Journal of Alzheimer's Disease News Apr 29, 2021

A new University of Florida study of non-Hispanic Black and non-Hispanic white adults links chronic knee pain and key demographic factors to differences in areas of the brain tied to memory.

Participants who reported higher stages of pain and lower levels of income and education and less access to health insurance had thinner gray matter in these regions than those also experiencing higher stages of pain but who reported higher levels of income, education and greater access to health insurance.

Pain is a form of stress, both the symptoms and its effect on daily life. The research team has been investigating a new stage approach to measuring pain that characterizes chronic pain as a stressor based on factors that drive physiological change. These include frequency of pain (intermittent or persistent), average intensity of pain, duration of pain (how long living with pain), and extent of pain (number of pain sites across the body).

Participants with higher stages of pain and lower sociodemographic factors had about 4% less gray matter in the temporal lobe than participants in the same sociodemographic group with lower stages of pain.

“As we get older, typically starting around our mid-50s to mid-60s, we lose about half a percent of our gray matter per year,” said the study’s lead author Jared Tanner, PhD, a research assistant professor of clinical and health psychology in the UF College of Public Health and Health Professions, part of UF Health, the university’s academic health center. “So a 3-4% difference could be thought of as an additional six to eight years of aging in the brain.”

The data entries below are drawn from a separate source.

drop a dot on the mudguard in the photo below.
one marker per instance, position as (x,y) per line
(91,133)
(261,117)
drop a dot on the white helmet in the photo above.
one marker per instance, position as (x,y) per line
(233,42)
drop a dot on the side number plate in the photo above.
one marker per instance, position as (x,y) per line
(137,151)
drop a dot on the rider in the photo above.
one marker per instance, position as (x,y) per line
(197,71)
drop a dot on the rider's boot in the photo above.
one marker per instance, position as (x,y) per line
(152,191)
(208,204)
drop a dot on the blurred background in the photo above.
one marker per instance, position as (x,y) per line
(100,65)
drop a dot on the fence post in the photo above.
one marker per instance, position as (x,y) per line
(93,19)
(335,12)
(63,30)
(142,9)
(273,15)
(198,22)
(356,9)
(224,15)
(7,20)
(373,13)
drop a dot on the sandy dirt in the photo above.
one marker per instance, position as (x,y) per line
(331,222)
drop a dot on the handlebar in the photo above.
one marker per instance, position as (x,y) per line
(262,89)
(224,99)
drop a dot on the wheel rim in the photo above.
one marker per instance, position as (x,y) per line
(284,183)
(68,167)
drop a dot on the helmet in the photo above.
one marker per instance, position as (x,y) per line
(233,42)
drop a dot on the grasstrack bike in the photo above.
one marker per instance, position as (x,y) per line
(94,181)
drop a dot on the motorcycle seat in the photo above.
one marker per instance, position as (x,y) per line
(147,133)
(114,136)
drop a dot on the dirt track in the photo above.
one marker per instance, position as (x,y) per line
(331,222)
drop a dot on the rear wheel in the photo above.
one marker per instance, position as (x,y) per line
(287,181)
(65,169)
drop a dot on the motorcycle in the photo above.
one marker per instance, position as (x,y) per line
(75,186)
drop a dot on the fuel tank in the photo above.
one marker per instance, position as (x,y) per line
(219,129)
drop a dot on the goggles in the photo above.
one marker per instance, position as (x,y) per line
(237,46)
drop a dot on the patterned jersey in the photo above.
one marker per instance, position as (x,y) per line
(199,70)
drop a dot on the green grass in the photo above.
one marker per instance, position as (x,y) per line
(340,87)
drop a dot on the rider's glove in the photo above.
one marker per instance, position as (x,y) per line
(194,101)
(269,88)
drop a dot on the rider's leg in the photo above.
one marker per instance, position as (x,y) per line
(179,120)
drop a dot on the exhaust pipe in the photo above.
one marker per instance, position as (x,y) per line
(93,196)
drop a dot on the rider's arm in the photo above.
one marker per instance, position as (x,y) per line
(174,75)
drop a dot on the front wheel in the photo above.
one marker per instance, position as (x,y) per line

The area of the brain where the gray matter loss occurred is predictive of future cognitive decline, indicating these adults might have greater risk of developing dementia or Alzheimer’s disease, Tanner said.

“Other researchers have shown that non-Hispanic Black adults are up to twice as likely as non-Hispanic white adults to develop Alzheimer’s disease,” Tanner said. “Findings indicate a variety of environmental factors might be contributing. This study helps us begin to identify an additional factor to explore that may contribute to health disparities in rates of dementia and Alzheimer’s disease in some underrepresented ethnic/race groups. In this case, it looks like stage of chronic pain, along with other life experiences, may be playing a role.”

The study, which appears in the Journal of Alzheimer’s Disease, included 147 adults between the ages of 45 and 85 who experience mild to moderate knee pain. Participants were asked to provide sociodemographic information, complete a brief assessment of cognitive function and answer questions about their experience of knee pain intensity, frequency, how long it has been occurring and if they experience pain in other areas of their body. MRI scans captured images of their brains.

“The body and the brain are adaptive to stress to a certain point,” said the study’s senior author Kimberly Sibille, PhD, an associate professor of aging & geriatric research and pain medicine in the UF College of Medicine. “But with persistent stressors that are more intense and longer duration, eventually the body’s response is no longer adaptive and changes start occurring in the other direction, a process known as allostatic overload.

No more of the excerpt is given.